There is another point: putting the policy on a statutory basis would address the charge that this debate is the thin end of the wedge, or the slippery slope. It is the complete opposite. The policy exists, and can be amended without parliamentary scrutiny. If we enshrine the policy in statute, it would take another statute to amend the law. Members will have their say on all sides of the debate, and will then vote. That is how we make laws in Parliament, and the public expect no less. In my opinion, the amendment deserves support.

I am grateful to my hon. Friend, and may I say how much I welcome what is on his website, which explains some of the issues? On the motion and amendment (a), the original motion that the House thought it was to consider included a reference to putting matters on a statutory basis. The motion was changed, and the amendment was brought forward. The first, and possibly only, vote this evening may put back into the motion what was taken out and put in amendment (a). Is that coincidence, or clever parliamentary practice?

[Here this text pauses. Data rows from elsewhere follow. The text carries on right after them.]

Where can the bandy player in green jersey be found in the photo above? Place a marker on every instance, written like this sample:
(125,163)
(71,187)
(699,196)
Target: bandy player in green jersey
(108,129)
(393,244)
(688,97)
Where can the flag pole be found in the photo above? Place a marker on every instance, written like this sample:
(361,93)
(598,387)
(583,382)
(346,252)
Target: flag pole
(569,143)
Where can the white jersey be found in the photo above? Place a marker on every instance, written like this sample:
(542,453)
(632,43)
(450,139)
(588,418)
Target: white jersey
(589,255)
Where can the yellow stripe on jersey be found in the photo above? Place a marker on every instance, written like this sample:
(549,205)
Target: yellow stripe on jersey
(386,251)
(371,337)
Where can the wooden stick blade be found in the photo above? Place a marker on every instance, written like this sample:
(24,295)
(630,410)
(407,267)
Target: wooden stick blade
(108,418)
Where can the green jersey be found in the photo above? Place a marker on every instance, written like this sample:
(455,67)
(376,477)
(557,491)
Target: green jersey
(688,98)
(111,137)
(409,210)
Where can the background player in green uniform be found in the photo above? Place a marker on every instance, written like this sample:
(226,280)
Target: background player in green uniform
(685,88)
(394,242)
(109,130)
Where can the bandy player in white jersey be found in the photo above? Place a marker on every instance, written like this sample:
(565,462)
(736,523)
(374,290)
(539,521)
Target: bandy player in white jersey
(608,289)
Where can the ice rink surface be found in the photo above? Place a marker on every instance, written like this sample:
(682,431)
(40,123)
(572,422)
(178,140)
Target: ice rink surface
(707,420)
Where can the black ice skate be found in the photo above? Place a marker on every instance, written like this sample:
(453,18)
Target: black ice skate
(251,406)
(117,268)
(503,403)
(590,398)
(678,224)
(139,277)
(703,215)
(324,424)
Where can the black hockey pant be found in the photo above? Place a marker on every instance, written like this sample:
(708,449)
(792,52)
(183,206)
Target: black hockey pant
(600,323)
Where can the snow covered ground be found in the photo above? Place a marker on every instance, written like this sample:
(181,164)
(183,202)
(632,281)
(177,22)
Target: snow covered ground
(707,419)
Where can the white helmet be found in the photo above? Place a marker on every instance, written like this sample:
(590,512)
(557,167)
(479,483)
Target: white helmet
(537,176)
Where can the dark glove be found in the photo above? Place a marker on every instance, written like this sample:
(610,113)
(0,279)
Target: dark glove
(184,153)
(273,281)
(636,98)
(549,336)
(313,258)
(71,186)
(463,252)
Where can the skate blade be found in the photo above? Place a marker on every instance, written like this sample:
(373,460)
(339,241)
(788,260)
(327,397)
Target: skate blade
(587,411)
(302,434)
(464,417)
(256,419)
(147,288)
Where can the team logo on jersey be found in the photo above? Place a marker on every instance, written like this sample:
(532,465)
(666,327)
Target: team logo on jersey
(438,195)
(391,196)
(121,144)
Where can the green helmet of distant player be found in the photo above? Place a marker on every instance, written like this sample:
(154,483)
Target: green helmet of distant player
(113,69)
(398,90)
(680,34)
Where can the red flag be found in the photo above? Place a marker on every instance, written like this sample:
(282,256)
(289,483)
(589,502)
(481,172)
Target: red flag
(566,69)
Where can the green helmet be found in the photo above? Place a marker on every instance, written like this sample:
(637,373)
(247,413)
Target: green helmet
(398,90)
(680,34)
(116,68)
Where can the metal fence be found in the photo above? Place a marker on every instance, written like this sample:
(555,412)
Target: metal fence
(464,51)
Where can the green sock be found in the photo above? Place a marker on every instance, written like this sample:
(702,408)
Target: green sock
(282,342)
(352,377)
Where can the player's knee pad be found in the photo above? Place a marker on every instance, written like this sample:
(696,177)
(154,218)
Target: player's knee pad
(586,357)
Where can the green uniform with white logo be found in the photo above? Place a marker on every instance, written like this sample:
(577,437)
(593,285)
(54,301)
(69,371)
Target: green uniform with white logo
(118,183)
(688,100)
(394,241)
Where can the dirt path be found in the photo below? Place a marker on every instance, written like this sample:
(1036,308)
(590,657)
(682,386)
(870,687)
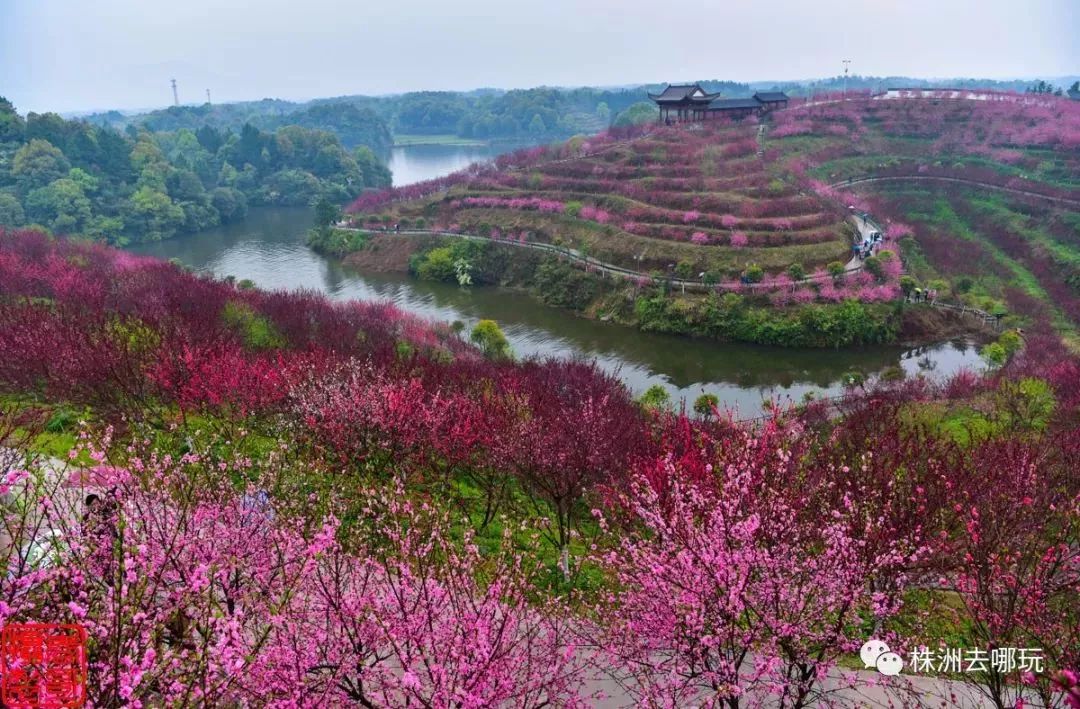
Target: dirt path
(964,181)
(591,264)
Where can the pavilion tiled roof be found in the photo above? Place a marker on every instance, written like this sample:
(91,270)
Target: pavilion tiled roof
(730,104)
(679,92)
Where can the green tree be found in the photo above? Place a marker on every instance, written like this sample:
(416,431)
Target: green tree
(11,211)
(705,405)
(656,398)
(151,215)
(326,213)
(84,179)
(62,205)
(491,342)
(38,163)
(537,126)
(230,203)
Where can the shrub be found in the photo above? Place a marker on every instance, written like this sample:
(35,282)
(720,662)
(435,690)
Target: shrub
(656,398)
(487,335)
(256,331)
(706,404)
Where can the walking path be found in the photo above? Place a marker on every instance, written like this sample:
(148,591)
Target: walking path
(861,181)
(591,264)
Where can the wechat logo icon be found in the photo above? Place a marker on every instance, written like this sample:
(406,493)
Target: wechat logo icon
(876,654)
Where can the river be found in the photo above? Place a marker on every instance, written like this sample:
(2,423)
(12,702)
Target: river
(268,248)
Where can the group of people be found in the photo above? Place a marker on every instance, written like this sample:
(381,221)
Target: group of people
(865,250)
(923,295)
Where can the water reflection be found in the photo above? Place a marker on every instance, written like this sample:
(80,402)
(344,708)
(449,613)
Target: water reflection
(268,249)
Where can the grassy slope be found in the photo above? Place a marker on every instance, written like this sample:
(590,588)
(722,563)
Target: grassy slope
(1004,242)
(664,174)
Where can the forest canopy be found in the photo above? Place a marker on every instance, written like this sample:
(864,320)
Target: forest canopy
(143,185)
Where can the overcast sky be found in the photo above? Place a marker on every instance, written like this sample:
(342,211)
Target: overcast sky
(86,54)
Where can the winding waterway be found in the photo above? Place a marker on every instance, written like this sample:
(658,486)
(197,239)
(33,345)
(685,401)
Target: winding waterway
(268,248)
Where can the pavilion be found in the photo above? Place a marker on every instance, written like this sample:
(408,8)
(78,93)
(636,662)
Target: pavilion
(689,102)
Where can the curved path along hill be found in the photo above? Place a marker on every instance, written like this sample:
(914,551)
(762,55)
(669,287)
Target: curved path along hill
(699,196)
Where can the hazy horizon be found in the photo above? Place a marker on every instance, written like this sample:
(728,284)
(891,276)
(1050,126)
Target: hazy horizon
(58,55)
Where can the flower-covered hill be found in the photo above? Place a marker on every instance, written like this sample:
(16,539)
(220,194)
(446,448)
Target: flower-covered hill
(83,322)
(281,500)
(984,195)
(699,197)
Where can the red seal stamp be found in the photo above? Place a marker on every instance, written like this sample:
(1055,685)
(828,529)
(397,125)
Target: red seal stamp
(42,666)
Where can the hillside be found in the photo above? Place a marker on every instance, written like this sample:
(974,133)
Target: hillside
(764,211)
(79,178)
(985,194)
(315,495)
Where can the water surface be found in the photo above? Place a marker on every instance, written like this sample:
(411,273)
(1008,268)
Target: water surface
(268,248)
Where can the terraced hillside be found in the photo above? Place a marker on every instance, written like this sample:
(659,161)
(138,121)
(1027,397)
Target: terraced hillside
(985,192)
(701,198)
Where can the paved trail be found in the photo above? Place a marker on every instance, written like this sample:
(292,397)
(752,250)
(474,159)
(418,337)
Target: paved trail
(592,264)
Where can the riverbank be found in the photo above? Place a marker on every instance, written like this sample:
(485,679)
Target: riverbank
(660,308)
(403,141)
(268,249)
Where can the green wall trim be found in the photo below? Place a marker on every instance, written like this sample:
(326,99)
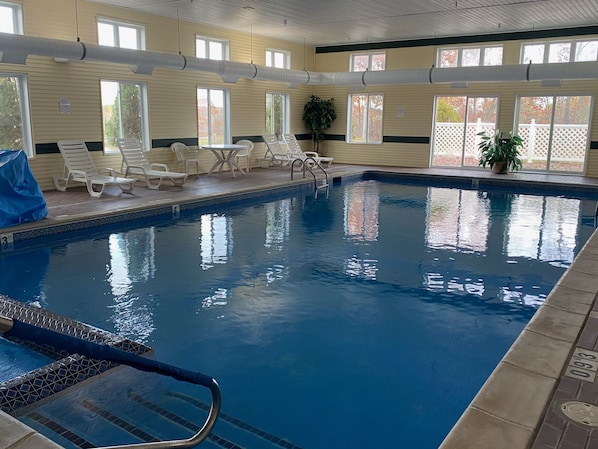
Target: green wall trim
(455,40)
(52,148)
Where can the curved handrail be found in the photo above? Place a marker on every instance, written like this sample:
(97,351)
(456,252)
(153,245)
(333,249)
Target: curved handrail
(188,442)
(15,328)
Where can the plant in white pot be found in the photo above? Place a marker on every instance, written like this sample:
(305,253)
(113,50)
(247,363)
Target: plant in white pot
(500,151)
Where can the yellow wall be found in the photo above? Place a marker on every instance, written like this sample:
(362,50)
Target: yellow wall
(417,104)
(172,105)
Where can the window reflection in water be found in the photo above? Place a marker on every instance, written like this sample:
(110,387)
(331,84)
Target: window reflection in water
(543,228)
(216,240)
(456,220)
(278,216)
(131,260)
(219,298)
(535,228)
(362,204)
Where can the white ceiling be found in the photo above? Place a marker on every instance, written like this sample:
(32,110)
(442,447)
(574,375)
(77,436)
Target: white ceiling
(338,22)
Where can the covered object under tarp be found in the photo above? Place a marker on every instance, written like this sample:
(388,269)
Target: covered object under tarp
(21,199)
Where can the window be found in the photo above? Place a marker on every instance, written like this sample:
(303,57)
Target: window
(555,131)
(360,62)
(365,118)
(469,56)
(124,112)
(562,51)
(213,122)
(208,48)
(121,34)
(457,121)
(278,58)
(277,113)
(15,123)
(11,18)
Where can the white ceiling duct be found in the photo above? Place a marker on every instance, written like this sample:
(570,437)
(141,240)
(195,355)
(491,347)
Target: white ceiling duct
(16,48)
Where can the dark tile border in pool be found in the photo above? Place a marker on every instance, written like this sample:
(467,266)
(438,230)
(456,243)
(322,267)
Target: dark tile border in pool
(67,370)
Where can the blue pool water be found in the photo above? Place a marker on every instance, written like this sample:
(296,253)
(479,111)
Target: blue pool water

I make no secret of the fact that the original motion included the words in the amendment, but in discussion with colleagues on both sides of the argument, people rightly pointed out that there were two separate arguments in the motion, and one part might be successful, and the other defeated. The part that people agreed with might be defeated because of the bit that they did not agree with. It seemed perfectly sensible to separate the two bits. I confess that I had a conversation with the right hon. Member for Lewisham, Deptford, and she has bravely undertaken to move amendment (a) today.

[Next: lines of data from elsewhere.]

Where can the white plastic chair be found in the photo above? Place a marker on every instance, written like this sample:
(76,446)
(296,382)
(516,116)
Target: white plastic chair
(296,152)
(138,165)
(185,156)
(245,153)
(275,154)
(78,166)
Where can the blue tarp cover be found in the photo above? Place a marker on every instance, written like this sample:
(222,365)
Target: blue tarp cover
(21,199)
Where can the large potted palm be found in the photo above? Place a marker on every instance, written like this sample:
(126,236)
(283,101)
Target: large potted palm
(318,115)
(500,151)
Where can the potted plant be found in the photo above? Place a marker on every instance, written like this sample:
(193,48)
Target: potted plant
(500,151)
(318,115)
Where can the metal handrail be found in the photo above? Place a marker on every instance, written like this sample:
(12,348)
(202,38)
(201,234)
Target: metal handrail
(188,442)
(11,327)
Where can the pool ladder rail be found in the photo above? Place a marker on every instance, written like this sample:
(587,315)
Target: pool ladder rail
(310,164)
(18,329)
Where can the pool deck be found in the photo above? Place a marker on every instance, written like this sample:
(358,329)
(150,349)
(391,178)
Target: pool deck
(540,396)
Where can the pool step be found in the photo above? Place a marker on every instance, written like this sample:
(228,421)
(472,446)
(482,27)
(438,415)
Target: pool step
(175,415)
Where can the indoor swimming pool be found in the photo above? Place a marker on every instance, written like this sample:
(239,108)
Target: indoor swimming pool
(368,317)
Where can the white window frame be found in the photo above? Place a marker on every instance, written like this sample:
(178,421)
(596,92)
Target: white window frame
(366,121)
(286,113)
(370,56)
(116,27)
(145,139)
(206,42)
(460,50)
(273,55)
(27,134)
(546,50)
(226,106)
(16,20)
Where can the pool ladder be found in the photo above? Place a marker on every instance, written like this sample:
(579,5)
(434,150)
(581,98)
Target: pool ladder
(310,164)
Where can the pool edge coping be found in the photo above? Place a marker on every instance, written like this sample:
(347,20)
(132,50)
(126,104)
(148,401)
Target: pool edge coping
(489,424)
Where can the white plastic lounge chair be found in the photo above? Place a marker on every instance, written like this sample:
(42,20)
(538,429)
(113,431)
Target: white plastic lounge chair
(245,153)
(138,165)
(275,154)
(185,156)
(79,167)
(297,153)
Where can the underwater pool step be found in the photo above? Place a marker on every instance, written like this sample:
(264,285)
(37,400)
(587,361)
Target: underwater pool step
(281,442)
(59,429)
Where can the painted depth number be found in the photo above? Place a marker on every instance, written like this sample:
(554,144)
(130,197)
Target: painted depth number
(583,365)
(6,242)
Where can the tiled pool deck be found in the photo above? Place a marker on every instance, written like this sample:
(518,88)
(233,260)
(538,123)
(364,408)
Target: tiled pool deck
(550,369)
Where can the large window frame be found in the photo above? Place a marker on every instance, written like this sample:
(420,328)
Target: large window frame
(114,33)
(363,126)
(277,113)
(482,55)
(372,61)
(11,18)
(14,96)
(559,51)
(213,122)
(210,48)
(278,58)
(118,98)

I turn to the other amendment selected—amendment (b), on palliative care, in the name of my hon. Friend the Member for Congleton (Fiona Bruce). I am happy to accept the amendment. I would have signed it, if it would not have looked odd to sign an amendment to my own motion. I pay tribute to those working in the area of palliative care, and in particular to St Christopher’s hospice in south London, which works closely with a number of people in my constituency.

The previous and current Governments deserve credit for the progress that they have made towards greater access to care, notably through the end-of-life care strategy. We all recognise the first-class palliative care services provided by hospices, and we should be united in hoping that it can be replicated across all care settings. I give a warm welcome to the additional funding for end-of-life care announced last week by the Secretary of State for Health at the Marie Curie Cancer Care reception, but we should recognise that—as was acknowledged by Baroness Finlay, the renowned palliative care professor and passionate campaigner against a change in the law on assisted dying—such care is not a panacea to all the suffering that the dying process can cause.

Some people, regardless of the care available to them, will seek to control the time and manner of their death. Melanie Reid wrote about that in a moving column in The Times today, which I commend to the House. She is not terminally ill; she is a tetraplegic, following a riding accident. She admits to contemplating ending her life regularly. She wrote:

“Knowing that I have a choice is a huge comfort to me; it sustains me on the days when I make the mistake of looking too far in the future. But the point is, I am blessed precisely because I have a choice.”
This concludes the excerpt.